Document deduplication using Locality Sensitive Hashing (LSH) with minhash

This notebook gives an overview of locality sensitive hashing for the purpose of deduplicating large collections of documents. The associated code is available from https://github.com/mattilyra/lsh.

Finding exact duplicates is trivially easy (just use md5) but finding near duplicates is much harder. Many document collections from tweets to news text to forum discussions contain documents that are almost exactly the same, with only a few sentences or characters that differ. A hash function such as md5 won't find these near duplicates as they are not the same on the byte level, but rather on the semantic level. Finding these semantic duplicates can be done, for instance, by using n-gram shingles and computing the Jaccard similarity of the shingle sets. This is computationally very expensive as the similarity between all pairs of documents needs to be computed. The Reuters Corpus Version 1.0 (RCV1) [1] is ~810k documents, that's $810000^2 = 656100000000$ comparisons, assuming the we have a really fast computer that can generate a pair of shingles and compute their Jaccard similarity in 1 microsecond, that still takes a bit over a week to go through all of them, luckily the similarities are symmetric so going through half of $656100000000$ is enough, that is still ~3 days. The Amazon Product Data [2] is what could be called webscale ~140 million product reviews. I don't even want to think about how long that would take.

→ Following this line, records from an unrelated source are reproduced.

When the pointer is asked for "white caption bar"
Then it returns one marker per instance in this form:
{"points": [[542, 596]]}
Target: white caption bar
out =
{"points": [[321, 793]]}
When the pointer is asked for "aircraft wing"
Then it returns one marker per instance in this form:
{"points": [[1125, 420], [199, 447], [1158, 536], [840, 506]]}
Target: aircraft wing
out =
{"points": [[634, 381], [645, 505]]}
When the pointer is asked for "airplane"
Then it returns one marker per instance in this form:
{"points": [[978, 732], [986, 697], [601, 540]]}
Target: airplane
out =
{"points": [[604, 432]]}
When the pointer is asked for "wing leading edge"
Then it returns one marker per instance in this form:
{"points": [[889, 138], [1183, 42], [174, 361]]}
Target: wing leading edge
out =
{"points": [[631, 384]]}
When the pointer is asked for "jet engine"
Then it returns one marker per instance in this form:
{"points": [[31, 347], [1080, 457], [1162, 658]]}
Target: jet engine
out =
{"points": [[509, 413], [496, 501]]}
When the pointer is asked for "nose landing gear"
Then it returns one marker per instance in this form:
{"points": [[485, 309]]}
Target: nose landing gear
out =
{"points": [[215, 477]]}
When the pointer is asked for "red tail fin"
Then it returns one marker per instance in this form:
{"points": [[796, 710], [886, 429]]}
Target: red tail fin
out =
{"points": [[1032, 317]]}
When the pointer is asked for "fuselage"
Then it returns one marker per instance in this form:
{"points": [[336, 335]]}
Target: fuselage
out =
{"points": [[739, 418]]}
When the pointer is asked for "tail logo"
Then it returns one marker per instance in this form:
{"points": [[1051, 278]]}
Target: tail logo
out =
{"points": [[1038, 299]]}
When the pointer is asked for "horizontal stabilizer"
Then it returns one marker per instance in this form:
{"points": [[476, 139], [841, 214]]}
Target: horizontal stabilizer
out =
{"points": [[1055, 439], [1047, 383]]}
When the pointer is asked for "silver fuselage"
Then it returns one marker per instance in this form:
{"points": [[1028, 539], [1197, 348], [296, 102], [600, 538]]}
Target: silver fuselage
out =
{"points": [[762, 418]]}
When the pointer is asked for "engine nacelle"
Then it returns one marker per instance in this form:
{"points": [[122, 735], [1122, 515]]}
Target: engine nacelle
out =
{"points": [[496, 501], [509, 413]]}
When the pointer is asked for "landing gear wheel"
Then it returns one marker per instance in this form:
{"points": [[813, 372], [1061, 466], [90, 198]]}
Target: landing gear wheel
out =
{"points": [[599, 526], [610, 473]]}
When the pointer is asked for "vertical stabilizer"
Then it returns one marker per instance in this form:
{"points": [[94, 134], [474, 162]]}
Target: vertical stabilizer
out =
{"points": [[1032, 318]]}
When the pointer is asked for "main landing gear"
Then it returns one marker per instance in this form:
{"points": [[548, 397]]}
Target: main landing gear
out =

Locality senstive hashing (LSH) relies on two different methods, first a hash fingerprint of each document is created and then the locality sensitive hashing is applied to that fingerprint. If the fingerprint is generated using the minhash algorithm then the probability of a hash collision is equal to the Jaccard distance of the documents. There are other hash functions that correspond to the cosine similarity for instance, but I won't deal with those here.

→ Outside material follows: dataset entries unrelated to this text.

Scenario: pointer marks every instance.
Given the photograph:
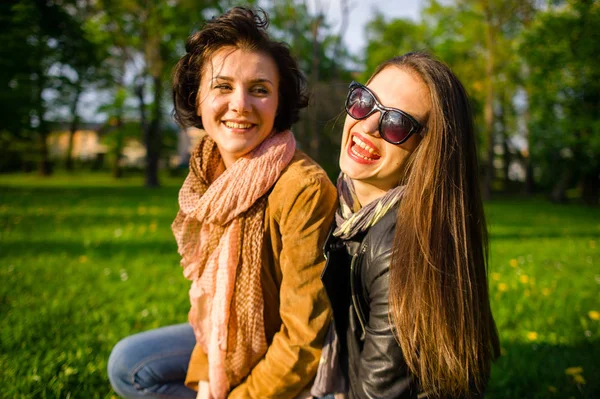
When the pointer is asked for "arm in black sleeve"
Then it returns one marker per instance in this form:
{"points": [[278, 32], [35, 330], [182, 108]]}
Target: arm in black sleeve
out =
{"points": [[382, 372]]}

Document similarity and minhash

Minhash is a hash function that computes the lowest hash value for a set of objects to be hashes. In the case of comparing document similarities the set of objects is word or character ngrams taken over a sliding window from the document - also known as shingles. The set of shingles allows us to compute the document similarity (defined in this case as Jaccard similarity) between a pair of documents.

For instance:


In [1]:
document = 'Lorem Ipsum dolor sit amet'
# shingle and discard the last 5 as these are just the last n<5 characters from the document
shingles = [document[i:i+5] for i in range(len(document))][:-5]
shingles


Out[1]:
['Lorem',
 'orem ',
 'rem I',
 'em Ip',
 'm Ips',
 ' Ipsu',
 'Ipsum',
 'psum ',
 'sum d',
 'um do',
 'm dol',
 ' dolo',
 'dolor',
 'olor ',
 'lor s',
 'or si',
 'r sit',
 ' sit ',
 'sit a',
 'it am',
 't ame']

In [2]:
other_document = 'Lorem Ipsum dolor sit amet is how dummy text starts'
# shingle and discard the last 5 as these are just the last n<5 characters from the document
other_shingles = [other_document[i:i+5] for i in range(len(other_document))][:-5]

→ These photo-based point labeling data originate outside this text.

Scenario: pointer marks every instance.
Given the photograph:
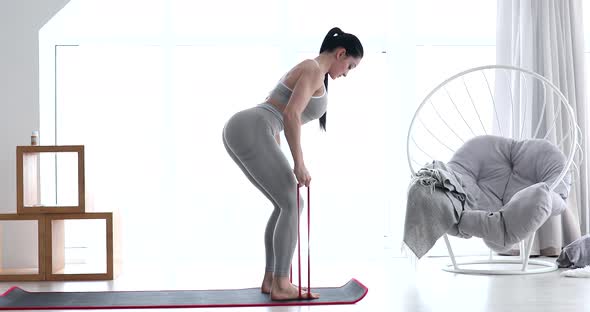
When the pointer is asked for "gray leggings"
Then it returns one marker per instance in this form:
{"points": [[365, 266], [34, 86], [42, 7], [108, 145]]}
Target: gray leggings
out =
{"points": [[249, 137]]}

# Jaccard distance is the size of set intersection divided by the size of set union
len(set(shingles) & set(other_shingles)) / len(set(shingles) | set(other_shingles))


Out[2]:
0.45652173913043476

As we can see these two documents are not very similar, at least in terms of their 3-gram shingle Jaccard similarity. That aside the problem with these shingles is that they do not allow us to compute the similarities of large numbers of documents very easily, we have to do an all pairs comparison. To get around that we can use locality sensitive hashing, but before LSH we'll turn the documents into a more manageable and uniform representation: a fixed length fingerprint comprised of $k$ minhashes.

Every document has a different number of shingles depending on the length of the document, for a corpus of any size predicting the memory requirements for an all pairs comparison is not possible as each document will consume a variable amount of memory. For LSH we would like to have a fixed length representation of the documents without changing the semantics of document similarity. This is where minhashing comes in. It turns out that the probability of a hash collision for a minhash is exactly the Jaccard similarity of two sets. This can be seen by considering the two sets of shingles as a matrix. For two dummy documents the shingles could be represented as the table below (the zeros and ones indicate if a shingle is present in the document or not). Notice that the Jaccard similarity of the documents is 2/5.

Document Shingles
rowshingle IDDoc 1Doc 2
1101
2211
3301
4410
5511
6600

The minhash corresponds to a random permutation of the rows and gives back the row number where the first non zero entry is found. For the above table the minhash for documents one and two would thus be 2 and 1 respectively - meaning that the documents are not similar. The above table however is just one ordering of the shingles of each document. A different random permutation of the rows will give a different minhash, in this case 2 and 2, making the documents similar.

Document Shingles
rowshingle IDDoc 1Doc 2
1600
2211
3301
4101
5410
6511

A random permutation of the rows can produce any of 6! == 720 (factorial) different orderings. However we only care about the orderings for which the two columns have the same lowest row number with a 1, that is shingle ID $\in \{2, 5\}$. Since the rows with zeros on them don't count, there are 5 rows with a one on it in any column, and two rows with a 1 in both columns. All a random permutation can therefore do is put two out of the five rows in the lowest row number, in other words produce a hash collision with a probability 2/5.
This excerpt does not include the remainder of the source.